CLERMONT, Fla. - Many people install solar panels to cut costs off their utility bills, but for some, the panels come with a financial responsibility they didn't expect.
Angel Rodriquez says he regrets putting solar panels on his Clermont home.
"A dream that became a nightmare," Rodriguez said. "From expecting it to be a benefit to me, it became a horror. It became a burden of having this. That every day you wish not to have them."
Rodriguez says the system, panels and installation cost him around $20,000 and that the monthly payments felt like another mortgage. He also said having the system made selling his home difficult.
"If you're going to sell your home, it takes an act of God," Rodriguez said.

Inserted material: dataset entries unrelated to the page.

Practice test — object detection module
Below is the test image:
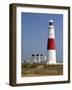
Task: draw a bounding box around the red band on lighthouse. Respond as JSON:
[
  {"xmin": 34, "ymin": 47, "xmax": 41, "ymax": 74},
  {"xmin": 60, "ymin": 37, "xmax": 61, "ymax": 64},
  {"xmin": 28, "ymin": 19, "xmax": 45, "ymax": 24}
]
[{"xmin": 47, "ymin": 38, "xmax": 55, "ymax": 50}]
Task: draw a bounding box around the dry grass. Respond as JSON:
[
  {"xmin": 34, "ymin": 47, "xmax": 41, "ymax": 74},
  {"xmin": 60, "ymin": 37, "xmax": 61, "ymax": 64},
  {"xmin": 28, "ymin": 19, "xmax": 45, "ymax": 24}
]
[{"xmin": 21, "ymin": 64, "xmax": 63, "ymax": 76}]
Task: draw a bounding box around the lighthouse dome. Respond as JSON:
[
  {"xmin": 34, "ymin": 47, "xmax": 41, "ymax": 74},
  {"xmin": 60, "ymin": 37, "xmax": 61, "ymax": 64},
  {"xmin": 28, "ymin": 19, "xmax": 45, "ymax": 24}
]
[{"xmin": 49, "ymin": 20, "xmax": 54, "ymax": 25}]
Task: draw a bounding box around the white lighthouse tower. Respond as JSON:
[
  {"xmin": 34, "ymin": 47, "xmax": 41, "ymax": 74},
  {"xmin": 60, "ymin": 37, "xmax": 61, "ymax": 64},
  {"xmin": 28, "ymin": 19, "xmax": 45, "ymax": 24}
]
[{"xmin": 47, "ymin": 20, "xmax": 56, "ymax": 64}]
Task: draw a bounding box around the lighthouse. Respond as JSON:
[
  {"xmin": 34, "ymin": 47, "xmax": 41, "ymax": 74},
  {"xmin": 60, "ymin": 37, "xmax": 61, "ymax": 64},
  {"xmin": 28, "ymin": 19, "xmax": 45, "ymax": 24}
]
[{"xmin": 47, "ymin": 20, "xmax": 56, "ymax": 64}]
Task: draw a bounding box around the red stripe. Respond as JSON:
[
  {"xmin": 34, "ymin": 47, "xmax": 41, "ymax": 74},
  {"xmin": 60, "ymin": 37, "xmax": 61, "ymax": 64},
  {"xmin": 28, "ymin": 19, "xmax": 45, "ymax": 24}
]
[{"xmin": 47, "ymin": 38, "xmax": 55, "ymax": 50}]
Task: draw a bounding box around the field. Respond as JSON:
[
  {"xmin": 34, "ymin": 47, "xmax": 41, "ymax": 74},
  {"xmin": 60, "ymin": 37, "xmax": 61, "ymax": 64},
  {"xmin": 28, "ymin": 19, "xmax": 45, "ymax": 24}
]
[{"xmin": 21, "ymin": 64, "xmax": 63, "ymax": 77}]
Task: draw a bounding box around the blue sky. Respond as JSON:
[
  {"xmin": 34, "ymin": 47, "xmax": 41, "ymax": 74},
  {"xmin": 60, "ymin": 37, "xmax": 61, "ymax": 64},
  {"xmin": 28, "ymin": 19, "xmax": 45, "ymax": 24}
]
[{"xmin": 21, "ymin": 12, "xmax": 63, "ymax": 61}]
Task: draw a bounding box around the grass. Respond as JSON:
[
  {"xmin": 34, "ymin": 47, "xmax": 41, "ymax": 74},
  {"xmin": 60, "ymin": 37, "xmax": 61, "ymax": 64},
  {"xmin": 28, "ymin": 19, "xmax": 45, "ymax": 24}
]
[{"xmin": 21, "ymin": 64, "xmax": 63, "ymax": 77}]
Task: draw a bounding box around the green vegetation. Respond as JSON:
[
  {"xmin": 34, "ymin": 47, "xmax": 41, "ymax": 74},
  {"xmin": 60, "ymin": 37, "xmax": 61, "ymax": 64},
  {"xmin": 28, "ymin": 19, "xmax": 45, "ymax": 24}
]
[{"xmin": 21, "ymin": 64, "xmax": 63, "ymax": 76}]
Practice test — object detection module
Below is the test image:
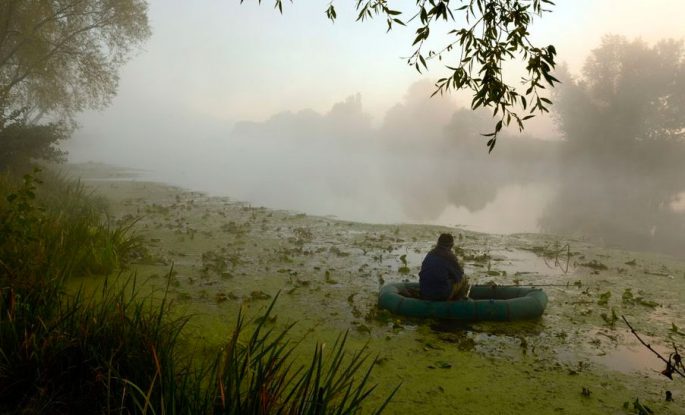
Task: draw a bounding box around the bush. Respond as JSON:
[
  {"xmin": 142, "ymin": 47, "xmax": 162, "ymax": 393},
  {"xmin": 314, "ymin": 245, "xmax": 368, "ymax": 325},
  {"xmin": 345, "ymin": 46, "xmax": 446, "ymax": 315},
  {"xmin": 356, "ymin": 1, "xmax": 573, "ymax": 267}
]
[{"xmin": 0, "ymin": 173, "xmax": 390, "ymax": 414}]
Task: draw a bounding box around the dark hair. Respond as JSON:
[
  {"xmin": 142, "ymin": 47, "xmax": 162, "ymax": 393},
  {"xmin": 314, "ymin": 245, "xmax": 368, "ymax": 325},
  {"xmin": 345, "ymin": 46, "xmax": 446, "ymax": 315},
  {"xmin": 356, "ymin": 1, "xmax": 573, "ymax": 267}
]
[{"xmin": 438, "ymin": 233, "xmax": 454, "ymax": 248}]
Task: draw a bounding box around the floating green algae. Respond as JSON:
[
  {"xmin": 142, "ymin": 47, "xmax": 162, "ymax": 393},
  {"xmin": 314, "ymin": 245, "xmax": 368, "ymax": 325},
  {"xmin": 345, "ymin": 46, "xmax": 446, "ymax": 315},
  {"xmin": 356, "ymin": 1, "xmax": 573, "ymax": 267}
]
[{"xmin": 65, "ymin": 164, "xmax": 685, "ymax": 414}]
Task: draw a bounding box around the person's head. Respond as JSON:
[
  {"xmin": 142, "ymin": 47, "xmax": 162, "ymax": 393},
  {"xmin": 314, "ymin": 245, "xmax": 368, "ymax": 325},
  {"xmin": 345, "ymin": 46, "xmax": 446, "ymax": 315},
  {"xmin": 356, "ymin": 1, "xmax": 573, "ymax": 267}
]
[{"xmin": 438, "ymin": 233, "xmax": 454, "ymax": 249}]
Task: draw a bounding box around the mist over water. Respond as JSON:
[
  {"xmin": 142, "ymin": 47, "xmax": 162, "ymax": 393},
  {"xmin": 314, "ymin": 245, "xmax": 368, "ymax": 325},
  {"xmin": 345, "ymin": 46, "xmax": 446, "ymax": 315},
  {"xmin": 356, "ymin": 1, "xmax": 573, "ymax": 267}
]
[
  {"xmin": 68, "ymin": 52, "xmax": 685, "ymax": 256},
  {"xmin": 70, "ymin": 82, "xmax": 554, "ymax": 233}
]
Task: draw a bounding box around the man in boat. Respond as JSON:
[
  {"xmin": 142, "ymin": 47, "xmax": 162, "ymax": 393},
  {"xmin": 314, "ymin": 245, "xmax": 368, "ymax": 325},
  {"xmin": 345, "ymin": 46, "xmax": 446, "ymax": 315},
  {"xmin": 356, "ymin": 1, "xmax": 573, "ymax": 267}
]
[{"xmin": 419, "ymin": 233, "xmax": 469, "ymax": 301}]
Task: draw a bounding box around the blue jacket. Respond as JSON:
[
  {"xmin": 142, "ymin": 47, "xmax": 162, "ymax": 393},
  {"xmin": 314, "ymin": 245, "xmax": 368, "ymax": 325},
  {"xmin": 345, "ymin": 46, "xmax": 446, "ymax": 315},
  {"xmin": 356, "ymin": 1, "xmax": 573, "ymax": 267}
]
[{"xmin": 419, "ymin": 246, "xmax": 464, "ymax": 301}]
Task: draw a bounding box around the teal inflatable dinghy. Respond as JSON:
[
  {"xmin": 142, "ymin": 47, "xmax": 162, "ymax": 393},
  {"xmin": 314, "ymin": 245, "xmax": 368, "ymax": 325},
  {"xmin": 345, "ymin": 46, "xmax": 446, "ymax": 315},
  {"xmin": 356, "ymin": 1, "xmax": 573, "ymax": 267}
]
[{"xmin": 378, "ymin": 282, "xmax": 547, "ymax": 321}]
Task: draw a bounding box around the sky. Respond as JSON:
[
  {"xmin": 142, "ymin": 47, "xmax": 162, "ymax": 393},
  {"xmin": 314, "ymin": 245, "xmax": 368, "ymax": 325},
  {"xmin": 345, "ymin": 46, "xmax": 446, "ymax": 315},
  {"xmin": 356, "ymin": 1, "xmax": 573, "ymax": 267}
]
[
  {"xmin": 66, "ymin": 0, "xmax": 685, "ymax": 232},
  {"xmin": 71, "ymin": 0, "xmax": 685, "ymax": 127}
]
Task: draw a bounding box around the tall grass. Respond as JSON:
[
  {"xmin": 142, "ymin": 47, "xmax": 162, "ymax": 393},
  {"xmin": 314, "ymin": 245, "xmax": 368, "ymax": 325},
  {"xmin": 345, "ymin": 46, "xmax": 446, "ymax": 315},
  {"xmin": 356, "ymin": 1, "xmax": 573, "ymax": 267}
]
[{"xmin": 0, "ymin": 169, "xmax": 392, "ymax": 414}]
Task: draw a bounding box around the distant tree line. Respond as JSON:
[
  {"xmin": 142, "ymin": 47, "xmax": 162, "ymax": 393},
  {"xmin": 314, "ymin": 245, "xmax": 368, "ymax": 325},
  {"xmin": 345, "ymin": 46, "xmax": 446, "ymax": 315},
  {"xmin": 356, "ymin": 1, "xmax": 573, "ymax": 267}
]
[
  {"xmin": 0, "ymin": 0, "xmax": 150, "ymax": 170},
  {"xmin": 542, "ymin": 36, "xmax": 685, "ymax": 255}
]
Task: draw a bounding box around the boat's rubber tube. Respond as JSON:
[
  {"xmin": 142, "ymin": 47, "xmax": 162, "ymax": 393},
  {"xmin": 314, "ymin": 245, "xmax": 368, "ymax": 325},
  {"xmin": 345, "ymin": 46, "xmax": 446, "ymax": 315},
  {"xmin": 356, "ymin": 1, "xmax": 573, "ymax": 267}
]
[{"xmin": 378, "ymin": 283, "xmax": 547, "ymax": 321}]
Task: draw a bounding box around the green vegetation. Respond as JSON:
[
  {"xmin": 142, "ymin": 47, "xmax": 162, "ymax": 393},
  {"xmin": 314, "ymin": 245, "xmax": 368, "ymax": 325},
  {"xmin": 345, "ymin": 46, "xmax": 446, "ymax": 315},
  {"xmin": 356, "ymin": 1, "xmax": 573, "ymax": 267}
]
[{"xmin": 0, "ymin": 172, "xmax": 392, "ymax": 414}]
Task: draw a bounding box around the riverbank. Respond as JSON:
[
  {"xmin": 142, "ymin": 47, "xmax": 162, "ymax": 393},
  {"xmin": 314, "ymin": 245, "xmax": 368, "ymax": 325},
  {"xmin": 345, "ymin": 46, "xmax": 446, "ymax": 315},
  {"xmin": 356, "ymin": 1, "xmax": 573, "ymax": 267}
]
[{"xmin": 61, "ymin": 164, "xmax": 685, "ymax": 414}]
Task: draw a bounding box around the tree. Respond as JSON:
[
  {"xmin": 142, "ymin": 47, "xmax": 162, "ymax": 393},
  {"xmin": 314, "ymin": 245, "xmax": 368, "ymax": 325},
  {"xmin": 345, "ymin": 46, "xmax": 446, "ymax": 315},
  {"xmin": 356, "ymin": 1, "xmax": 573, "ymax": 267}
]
[
  {"xmin": 0, "ymin": 0, "xmax": 150, "ymax": 128},
  {"xmin": 543, "ymin": 36, "xmax": 685, "ymax": 254},
  {"xmin": 0, "ymin": 109, "xmax": 68, "ymax": 172},
  {"xmin": 0, "ymin": 0, "xmax": 150, "ymax": 169},
  {"xmin": 240, "ymin": 0, "xmax": 558, "ymax": 151}
]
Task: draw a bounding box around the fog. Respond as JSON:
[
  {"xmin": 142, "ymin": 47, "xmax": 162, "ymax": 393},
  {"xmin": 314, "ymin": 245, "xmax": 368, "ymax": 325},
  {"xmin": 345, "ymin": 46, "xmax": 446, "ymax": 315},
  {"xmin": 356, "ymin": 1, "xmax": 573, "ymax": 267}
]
[{"xmin": 67, "ymin": 1, "xmax": 685, "ymax": 255}]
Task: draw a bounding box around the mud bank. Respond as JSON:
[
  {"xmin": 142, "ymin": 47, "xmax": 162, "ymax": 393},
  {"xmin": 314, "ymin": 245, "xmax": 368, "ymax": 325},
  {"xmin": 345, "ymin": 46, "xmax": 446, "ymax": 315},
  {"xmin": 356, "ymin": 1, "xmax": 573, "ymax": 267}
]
[{"xmin": 61, "ymin": 164, "xmax": 685, "ymax": 414}]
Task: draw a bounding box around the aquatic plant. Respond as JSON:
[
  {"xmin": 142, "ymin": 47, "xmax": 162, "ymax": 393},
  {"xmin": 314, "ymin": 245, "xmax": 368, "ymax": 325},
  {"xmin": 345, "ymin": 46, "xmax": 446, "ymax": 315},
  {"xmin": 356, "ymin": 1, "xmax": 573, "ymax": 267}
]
[{"xmin": 0, "ymin": 173, "xmax": 394, "ymax": 414}]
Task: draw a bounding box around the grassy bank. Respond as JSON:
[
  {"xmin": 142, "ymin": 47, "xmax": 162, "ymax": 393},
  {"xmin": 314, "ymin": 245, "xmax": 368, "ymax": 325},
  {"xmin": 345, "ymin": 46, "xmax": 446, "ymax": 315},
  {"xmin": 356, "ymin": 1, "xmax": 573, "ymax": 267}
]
[
  {"xmin": 60, "ymin": 165, "xmax": 685, "ymax": 414},
  {"xmin": 0, "ymin": 172, "xmax": 384, "ymax": 414}
]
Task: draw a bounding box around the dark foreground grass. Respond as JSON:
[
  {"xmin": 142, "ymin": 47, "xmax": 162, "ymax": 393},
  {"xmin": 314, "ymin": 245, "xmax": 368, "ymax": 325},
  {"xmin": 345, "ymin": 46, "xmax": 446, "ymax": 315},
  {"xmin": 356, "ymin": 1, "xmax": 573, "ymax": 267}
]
[{"xmin": 0, "ymin": 168, "xmax": 391, "ymax": 414}]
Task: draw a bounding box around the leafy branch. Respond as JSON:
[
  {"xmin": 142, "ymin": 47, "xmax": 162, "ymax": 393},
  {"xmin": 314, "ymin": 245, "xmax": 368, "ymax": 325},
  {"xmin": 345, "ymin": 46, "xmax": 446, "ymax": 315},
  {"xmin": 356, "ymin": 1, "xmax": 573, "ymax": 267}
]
[{"xmin": 241, "ymin": 0, "xmax": 559, "ymax": 152}]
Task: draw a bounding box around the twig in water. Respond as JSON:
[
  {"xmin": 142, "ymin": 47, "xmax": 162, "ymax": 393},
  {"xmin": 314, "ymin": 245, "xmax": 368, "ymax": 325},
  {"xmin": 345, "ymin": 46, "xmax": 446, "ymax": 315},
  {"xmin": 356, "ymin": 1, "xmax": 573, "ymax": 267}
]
[{"xmin": 621, "ymin": 315, "xmax": 685, "ymax": 380}]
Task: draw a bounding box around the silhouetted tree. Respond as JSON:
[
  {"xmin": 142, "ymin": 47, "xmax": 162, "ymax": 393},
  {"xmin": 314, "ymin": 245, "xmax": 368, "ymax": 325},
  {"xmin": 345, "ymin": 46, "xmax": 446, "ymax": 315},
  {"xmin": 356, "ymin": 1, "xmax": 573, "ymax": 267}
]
[
  {"xmin": 0, "ymin": 0, "xmax": 150, "ymax": 169},
  {"xmin": 543, "ymin": 36, "xmax": 685, "ymax": 254},
  {"xmin": 240, "ymin": 0, "xmax": 558, "ymax": 151}
]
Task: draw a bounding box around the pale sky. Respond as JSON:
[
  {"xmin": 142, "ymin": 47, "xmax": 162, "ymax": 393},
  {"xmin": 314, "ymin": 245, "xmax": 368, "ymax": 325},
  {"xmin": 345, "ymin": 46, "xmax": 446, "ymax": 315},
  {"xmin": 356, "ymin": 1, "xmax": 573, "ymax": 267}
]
[
  {"xmin": 66, "ymin": 0, "xmax": 685, "ymax": 232},
  {"xmin": 83, "ymin": 0, "xmax": 685, "ymax": 127}
]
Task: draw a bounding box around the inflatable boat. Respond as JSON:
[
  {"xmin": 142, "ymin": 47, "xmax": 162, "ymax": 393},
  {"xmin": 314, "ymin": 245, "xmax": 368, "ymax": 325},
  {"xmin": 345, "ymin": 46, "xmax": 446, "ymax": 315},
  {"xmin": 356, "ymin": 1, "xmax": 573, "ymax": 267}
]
[{"xmin": 378, "ymin": 282, "xmax": 547, "ymax": 321}]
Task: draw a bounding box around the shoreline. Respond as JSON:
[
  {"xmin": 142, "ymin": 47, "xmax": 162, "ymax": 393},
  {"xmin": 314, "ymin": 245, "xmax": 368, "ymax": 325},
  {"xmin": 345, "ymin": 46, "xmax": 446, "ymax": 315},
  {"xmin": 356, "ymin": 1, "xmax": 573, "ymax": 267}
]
[{"xmin": 61, "ymin": 162, "xmax": 685, "ymax": 414}]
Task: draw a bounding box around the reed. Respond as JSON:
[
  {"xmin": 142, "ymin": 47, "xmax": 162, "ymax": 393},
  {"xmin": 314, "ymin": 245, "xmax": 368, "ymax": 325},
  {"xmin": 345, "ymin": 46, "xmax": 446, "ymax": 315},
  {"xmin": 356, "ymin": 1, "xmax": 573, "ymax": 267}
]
[{"xmin": 0, "ymin": 172, "xmax": 394, "ymax": 414}]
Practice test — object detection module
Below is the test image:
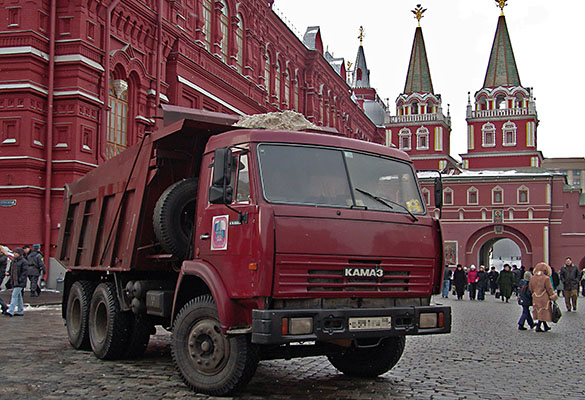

Since Rodriguez did not have the solar panels paid off when he put his home on the market, not only would potential buyers need to be approved for the mortgage, but would also need to qualify to take over the loan for the solar system.
"Well, there’s the problem, right? If they can’t pay the loan, and most people aren’t willing to buy it outright cash, they got extra money that didn’t factor into their payoff," said Rodriguez's realtor, Milton James.
James says this is an issue, especially with first-time homebuyers.
"They’re saving up 3.5% to put down on a house and a lot of times they’re trying to get closing cost assistance. There’s no way they can afford to buy the house and take over the payments, or just buy it outright. It creates a huge liability issue," James said.
There are benefits to having a solar system. The Department of Energy says having solar panels can lower your utility bill, increase your home's value and help to reduce greenhouse gas emissions.
According to EnergySage, on average in Florida, it costs about $13,000 to install a 5KWh system. It will take about 11 years to recover a solar energy investment, but over 20 years, the consumer can save about $23,000 on utility bills.
James says the investment can be financially beneficial over time if the consumer is going to sell their home down the line and the panels are paid off.
"It’s some positive, some negative. Sometimes it’s a benefit, like a value add to the house," James said. "If you’re going to keep the house long-term, and you’re going to save long-term with the solar panels, it could be good for the environment and your electricity bill."